The Mosier fire chief discussed the challenge of putting out such a fire. He said that fire-retardant foam could not be applied until the tank cars had sufficiently cooled. This required firefighters to spray 1,500 gallons of water every minute for approximately nine hours. Firefighters continued to extinguish the flames until approximately 2 a.m. Next, crews had to offload oil from the derailed tank cars. Ultimately, it was necessary to remove 16 of the rail cars on flatbed trucks.
Immediately following the derailment, a 32-year-old resident of the area living about 100 feet from the site was instructed by a sheriff’s deputy to evacuate. Interstate 84, a major highway passing through the Columbia River Gorge, required closure until approximately 11 p.m. that evening.
Mosier is a city of 440 residents, and almost 25 percent of them were subject to the evacuation order. Mosier Community School was also evacuated. The day after the derailment, residents living within a quarter-mile of the accident had not yet been allowed to return to their homes.
Hazmat railroad crews responded to the derailment with oil containment booms and firefighting foam. The next day, an oil sheen was detected across a small portion of the Columbia River. It was uncertain whether the oil came from the derailment. However, it did highlight the risks to migratory salmon that oil trains might pose in the Columbia River Gorge. Approximately 1000 feet of containment boom was deployed to deal with the oil sheen.

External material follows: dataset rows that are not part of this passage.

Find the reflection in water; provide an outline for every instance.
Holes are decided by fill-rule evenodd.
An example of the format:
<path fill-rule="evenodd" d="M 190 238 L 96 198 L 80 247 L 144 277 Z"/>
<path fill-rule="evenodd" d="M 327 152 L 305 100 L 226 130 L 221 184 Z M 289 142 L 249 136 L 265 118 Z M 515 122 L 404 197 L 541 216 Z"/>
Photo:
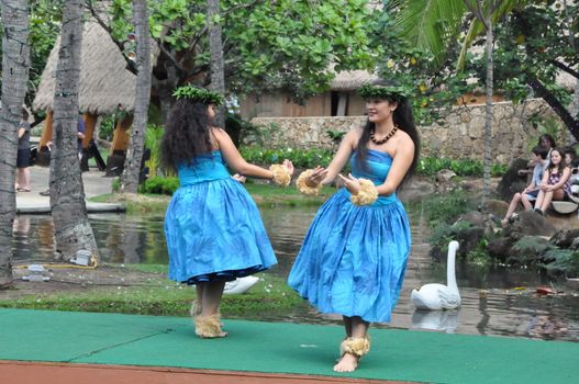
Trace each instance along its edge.
<path fill-rule="evenodd" d="M 454 334 L 458 325 L 458 313 L 460 309 L 453 310 L 425 310 L 416 309 L 412 314 L 411 329 L 444 330 L 446 334 Z"/>
<path fill-rule="evenodd" d="M 315 207 L 261 210 L 279 261 L 268 273 L 282 278 L 288 275 L 315 211 Z M 572 294 L 535 296 L 512 290 L 515 286 L 533 289 L 549 284 L 544 275 L 526 269 L 481 268 L 458 262 L 461 307 L 454 312 L 415 310 L 410 302 L 412 289 L 446 281 L 446 270 L 444 262 L 433 262 L 428 257 L 427 230 L 421 226 L 420 206 L 410 206 L 409 212 L 413 225 L 412 255 L 390 327 L 579 341 L 579 297 Z M 98 214 L 89 215 L 89 219 L 102 261 L 167 263 L 163 217 Z M 54 252 L 52 218 L 19 216 L 14 222 L 13 249 L 16 262 L 51 260 Z M 341 316 L 320 315 L 305 304 L 291 314 L 256 319 L 341 323 Z"/>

According to required federal disclosures, in March 2016 alone, Union Pacific transported about 75,000 barrels of oil on each of six trains through the area. A spokesperson for the company said that the most recent inspection of the railroad track in the area was on May 31. Despite a review of rail conditions only days earlier, investigators later determined that the train passing through the Columbia River Gorge derailed due to faulty track. The magnitude of the accident renewed debate over older tanker cars particularly subject to rupture in train derailments.
Frequent Oil Train Derailments
May 6, 2016 – A derailment near Heimdal, North Dakota, caused a crude oil fire involving six tanker cars. Dozens of area residents required evacuation.
March 5, 2015 – A BNSF train loaded with crude oil derailed near Galena, Illinois. Twenty-one cars carrying Bakken crude derailed and caught fire.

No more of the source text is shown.